EEG recordings and analysis

EEG recordings and analysis were done as previously described (Clemente-Perez et al., 2017; Ritter-Makinson et al., 2019). The devices for EEG recordings in freely behaving mice were all custom made in the Paz lab. Briefly, we designed devices containing multiple screws for acquisition of the EEG signals implanted in primary somatosensory (S1), primary visual (V1), and prefrontal cortices. S1: −0.5 mm posterior from Bregma,±3.25 mm lateral. V1: −2.9 mm posterior from Bregma,±2.5 mm lateral. PFC: 1 mm anterior from Bregma, midline. Mice were allowed to recover for at least 1 week before recording. EEG signals were recorded using RZ5 (TDT) and sampled at 1221 Hz. A video camera that was synchronized to the signal acquisition was used to continuously monitor the animals. Each recording trial lasted 30–180 min. To control for circadian rhythms, we housed our animals using a regular light/dark cycle, and performed recordings between roughly 11:00 AM and 6:00 PM. All the recordings were performed during wakefulness.

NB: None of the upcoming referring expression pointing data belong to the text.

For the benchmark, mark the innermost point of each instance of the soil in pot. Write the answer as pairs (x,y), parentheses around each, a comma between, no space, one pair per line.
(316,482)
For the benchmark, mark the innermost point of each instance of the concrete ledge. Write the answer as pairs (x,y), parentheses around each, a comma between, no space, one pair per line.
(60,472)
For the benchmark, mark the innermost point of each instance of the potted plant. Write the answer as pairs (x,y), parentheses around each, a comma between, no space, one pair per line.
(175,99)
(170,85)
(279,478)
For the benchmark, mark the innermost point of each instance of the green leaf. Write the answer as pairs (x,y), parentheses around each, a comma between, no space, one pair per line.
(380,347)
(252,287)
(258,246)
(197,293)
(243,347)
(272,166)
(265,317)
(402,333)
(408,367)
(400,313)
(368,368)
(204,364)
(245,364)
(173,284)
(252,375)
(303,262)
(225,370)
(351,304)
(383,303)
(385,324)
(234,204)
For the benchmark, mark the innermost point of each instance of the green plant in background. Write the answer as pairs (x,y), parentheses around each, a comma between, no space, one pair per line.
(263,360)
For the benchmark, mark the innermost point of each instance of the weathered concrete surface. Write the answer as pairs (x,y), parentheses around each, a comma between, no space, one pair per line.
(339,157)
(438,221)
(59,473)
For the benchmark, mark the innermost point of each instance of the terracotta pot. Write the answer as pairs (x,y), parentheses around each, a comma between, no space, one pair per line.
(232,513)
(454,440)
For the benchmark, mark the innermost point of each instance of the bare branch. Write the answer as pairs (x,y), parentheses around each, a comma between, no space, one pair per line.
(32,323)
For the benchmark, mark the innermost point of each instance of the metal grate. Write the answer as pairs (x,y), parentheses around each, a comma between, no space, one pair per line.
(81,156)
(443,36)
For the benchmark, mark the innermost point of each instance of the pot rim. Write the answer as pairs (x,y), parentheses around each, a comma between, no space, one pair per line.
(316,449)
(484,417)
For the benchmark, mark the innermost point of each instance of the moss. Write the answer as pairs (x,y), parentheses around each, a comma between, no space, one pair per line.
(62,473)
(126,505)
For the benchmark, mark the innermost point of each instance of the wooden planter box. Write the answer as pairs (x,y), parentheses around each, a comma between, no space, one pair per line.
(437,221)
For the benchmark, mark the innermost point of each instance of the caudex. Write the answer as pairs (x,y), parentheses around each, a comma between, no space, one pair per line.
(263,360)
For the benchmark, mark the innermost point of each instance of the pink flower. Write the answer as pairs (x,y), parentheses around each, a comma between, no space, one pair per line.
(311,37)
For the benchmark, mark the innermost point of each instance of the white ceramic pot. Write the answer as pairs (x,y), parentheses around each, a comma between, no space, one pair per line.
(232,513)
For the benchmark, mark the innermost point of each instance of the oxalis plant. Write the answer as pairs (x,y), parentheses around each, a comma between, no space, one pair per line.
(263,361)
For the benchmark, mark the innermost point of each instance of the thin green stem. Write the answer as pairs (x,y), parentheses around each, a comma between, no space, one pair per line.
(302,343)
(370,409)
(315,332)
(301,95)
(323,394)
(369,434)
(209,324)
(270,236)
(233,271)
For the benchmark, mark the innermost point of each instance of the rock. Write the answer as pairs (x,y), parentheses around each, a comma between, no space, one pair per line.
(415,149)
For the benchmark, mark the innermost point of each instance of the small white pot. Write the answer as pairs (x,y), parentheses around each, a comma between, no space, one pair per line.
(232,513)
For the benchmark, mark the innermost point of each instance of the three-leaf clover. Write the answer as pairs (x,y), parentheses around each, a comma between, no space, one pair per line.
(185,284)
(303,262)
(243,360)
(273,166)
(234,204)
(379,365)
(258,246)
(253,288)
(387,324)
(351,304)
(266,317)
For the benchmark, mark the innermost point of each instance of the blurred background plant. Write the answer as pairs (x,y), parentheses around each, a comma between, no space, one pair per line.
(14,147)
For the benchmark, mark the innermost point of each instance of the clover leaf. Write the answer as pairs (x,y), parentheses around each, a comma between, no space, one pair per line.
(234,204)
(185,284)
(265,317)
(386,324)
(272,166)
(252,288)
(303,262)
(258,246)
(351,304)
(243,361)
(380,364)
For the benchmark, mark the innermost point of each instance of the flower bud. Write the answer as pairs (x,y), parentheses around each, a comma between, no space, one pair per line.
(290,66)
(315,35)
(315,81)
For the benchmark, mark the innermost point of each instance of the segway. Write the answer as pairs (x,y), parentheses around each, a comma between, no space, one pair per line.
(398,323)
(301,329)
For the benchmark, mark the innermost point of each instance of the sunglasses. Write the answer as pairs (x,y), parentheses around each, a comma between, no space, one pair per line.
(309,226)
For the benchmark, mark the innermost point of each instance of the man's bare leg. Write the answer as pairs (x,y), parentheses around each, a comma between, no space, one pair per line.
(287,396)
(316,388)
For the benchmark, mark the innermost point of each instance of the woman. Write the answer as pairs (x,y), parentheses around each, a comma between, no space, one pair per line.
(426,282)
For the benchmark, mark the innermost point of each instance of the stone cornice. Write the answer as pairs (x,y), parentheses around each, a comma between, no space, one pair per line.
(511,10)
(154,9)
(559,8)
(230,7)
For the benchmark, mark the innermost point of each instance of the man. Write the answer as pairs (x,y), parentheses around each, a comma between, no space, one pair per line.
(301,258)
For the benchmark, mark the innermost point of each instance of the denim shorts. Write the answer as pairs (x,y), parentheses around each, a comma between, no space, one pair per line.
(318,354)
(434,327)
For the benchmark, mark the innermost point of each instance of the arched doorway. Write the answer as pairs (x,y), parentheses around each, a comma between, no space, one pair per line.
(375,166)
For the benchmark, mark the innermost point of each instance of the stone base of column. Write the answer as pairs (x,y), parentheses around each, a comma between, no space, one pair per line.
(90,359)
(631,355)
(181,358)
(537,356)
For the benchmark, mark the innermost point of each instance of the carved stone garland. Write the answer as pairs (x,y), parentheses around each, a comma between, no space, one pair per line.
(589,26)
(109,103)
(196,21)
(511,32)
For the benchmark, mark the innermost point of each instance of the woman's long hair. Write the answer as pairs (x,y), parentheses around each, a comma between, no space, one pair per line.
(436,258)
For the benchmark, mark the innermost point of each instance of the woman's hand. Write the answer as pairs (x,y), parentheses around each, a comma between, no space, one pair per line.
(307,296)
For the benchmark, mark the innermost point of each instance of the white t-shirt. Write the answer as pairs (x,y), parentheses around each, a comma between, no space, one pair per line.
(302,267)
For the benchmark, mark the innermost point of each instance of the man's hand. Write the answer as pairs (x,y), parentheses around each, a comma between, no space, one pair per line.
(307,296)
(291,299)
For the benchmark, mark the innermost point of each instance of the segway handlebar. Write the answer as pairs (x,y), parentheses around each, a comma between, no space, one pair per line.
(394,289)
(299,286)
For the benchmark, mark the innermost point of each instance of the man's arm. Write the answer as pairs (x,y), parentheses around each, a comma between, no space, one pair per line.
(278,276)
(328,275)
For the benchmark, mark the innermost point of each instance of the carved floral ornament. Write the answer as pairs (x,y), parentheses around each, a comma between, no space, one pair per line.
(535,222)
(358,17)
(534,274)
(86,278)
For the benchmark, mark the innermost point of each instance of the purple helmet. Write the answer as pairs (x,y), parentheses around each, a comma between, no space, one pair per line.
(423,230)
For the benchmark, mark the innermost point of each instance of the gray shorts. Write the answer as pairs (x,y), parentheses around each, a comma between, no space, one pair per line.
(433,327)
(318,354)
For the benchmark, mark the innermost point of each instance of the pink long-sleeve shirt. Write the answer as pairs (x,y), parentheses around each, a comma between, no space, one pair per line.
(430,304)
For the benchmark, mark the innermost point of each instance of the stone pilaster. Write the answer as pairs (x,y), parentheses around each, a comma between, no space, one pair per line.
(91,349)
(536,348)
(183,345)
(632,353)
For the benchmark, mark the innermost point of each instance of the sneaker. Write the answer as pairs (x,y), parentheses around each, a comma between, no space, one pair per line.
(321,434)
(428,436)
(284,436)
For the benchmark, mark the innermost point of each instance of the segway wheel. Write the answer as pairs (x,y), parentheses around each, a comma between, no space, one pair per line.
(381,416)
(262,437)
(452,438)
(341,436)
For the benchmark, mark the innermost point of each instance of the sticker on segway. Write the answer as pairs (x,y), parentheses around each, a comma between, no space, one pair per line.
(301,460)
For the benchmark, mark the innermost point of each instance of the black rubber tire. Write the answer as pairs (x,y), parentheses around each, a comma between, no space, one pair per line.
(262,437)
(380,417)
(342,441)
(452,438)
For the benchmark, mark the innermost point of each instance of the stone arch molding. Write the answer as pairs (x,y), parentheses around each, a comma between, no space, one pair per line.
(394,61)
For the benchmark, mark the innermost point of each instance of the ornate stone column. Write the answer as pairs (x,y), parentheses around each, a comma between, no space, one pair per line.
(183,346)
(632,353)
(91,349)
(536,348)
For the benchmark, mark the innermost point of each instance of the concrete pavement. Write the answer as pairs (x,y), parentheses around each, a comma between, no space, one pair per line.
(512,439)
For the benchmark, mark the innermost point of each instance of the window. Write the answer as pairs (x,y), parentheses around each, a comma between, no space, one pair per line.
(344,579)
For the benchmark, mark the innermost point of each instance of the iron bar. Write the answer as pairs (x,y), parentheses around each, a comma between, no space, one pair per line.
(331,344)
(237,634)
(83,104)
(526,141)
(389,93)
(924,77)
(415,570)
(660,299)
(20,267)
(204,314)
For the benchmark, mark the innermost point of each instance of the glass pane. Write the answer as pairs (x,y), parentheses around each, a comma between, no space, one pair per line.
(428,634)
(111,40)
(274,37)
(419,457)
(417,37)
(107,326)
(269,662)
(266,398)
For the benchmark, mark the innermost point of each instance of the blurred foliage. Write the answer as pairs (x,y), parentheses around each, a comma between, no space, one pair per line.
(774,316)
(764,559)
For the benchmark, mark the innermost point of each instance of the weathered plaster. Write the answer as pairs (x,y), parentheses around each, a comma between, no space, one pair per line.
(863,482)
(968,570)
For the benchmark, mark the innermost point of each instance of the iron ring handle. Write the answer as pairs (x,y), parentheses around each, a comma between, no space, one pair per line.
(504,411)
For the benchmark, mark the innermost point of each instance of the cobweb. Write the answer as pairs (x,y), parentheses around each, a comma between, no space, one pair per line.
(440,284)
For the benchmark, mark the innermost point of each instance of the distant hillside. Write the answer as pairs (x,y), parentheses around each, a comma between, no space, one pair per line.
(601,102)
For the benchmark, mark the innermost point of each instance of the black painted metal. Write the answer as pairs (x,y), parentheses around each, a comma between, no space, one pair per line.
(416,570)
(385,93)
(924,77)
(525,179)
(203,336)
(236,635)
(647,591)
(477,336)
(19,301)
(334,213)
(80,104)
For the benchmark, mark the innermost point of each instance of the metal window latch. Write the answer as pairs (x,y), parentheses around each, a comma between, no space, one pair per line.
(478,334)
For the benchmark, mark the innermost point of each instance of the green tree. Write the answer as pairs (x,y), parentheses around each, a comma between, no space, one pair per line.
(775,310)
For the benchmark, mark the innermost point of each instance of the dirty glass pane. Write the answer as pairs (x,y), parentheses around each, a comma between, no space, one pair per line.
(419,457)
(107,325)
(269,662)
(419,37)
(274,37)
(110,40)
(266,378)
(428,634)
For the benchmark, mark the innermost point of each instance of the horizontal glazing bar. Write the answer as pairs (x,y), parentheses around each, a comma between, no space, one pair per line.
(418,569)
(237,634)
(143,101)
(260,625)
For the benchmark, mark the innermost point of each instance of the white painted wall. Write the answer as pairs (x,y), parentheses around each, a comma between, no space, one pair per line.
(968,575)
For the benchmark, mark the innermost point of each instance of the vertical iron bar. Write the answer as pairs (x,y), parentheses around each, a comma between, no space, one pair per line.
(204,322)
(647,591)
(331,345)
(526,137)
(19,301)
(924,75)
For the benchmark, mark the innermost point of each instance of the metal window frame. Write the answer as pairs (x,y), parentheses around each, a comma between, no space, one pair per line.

Image acquisition and processing

  1. Immunohistochemistry images were taken using 10X or 20X objectives under Nikon Ti microscope with DS-Qi2 color camera together with NIS Elements acquisition software. Image brightness and contrast were adjusted and merged for publication using FIJI software.

  2. Sholl analysis and excitatory synapse images were taken using the Nikon Ti inverted fluorescence microscope with CSU-W1 large field of view confocal. Images for Sholl analysis were taken using 40X oil objective. Open source micromanager 2.0 beta was used to acquire images. Brightness/contrast adjustment, z-stack image and binary image processing and Sholl analysis were all conducted using the image calculator and Sholl analysis plugins in FIJI software.

Schema and Model Illustration

All schemas were drafted using the BioRender online platform.

Quantification and statistical analyses

All bar graphs were shown as mean ± SEM. All statistical analyses were performed using Graphpad Prism (version 7) and a p value of < 0.05 was considered significant. For RNA expression comparison shown in Figure 3, we used python to conduct non-parametric analysis, and a p value of < 0.05 was considered significant. The specific n for each experiment as well as the post-hoc test and corrected p-values, can be found in the Results section, in the Figure legends or in supplementary tables.

For all cell counts performed for immunohistochemistry and in situ hybridization, we used the cell counter plug-in in FIJI software. For P2 hippocampus immunofluorescence and FISH cell counts, we focused on the central part of the hippocampi (exclude very rostral and very caudal region). Note that for P2 HIN Nrp1 FISH, we excluded the pyramidal cell layer of hippocampi for quantification. The Nrp1 expression is very high in the hippocampal excitatory neurons (pyramidal layer) and we think that might confound the analysis.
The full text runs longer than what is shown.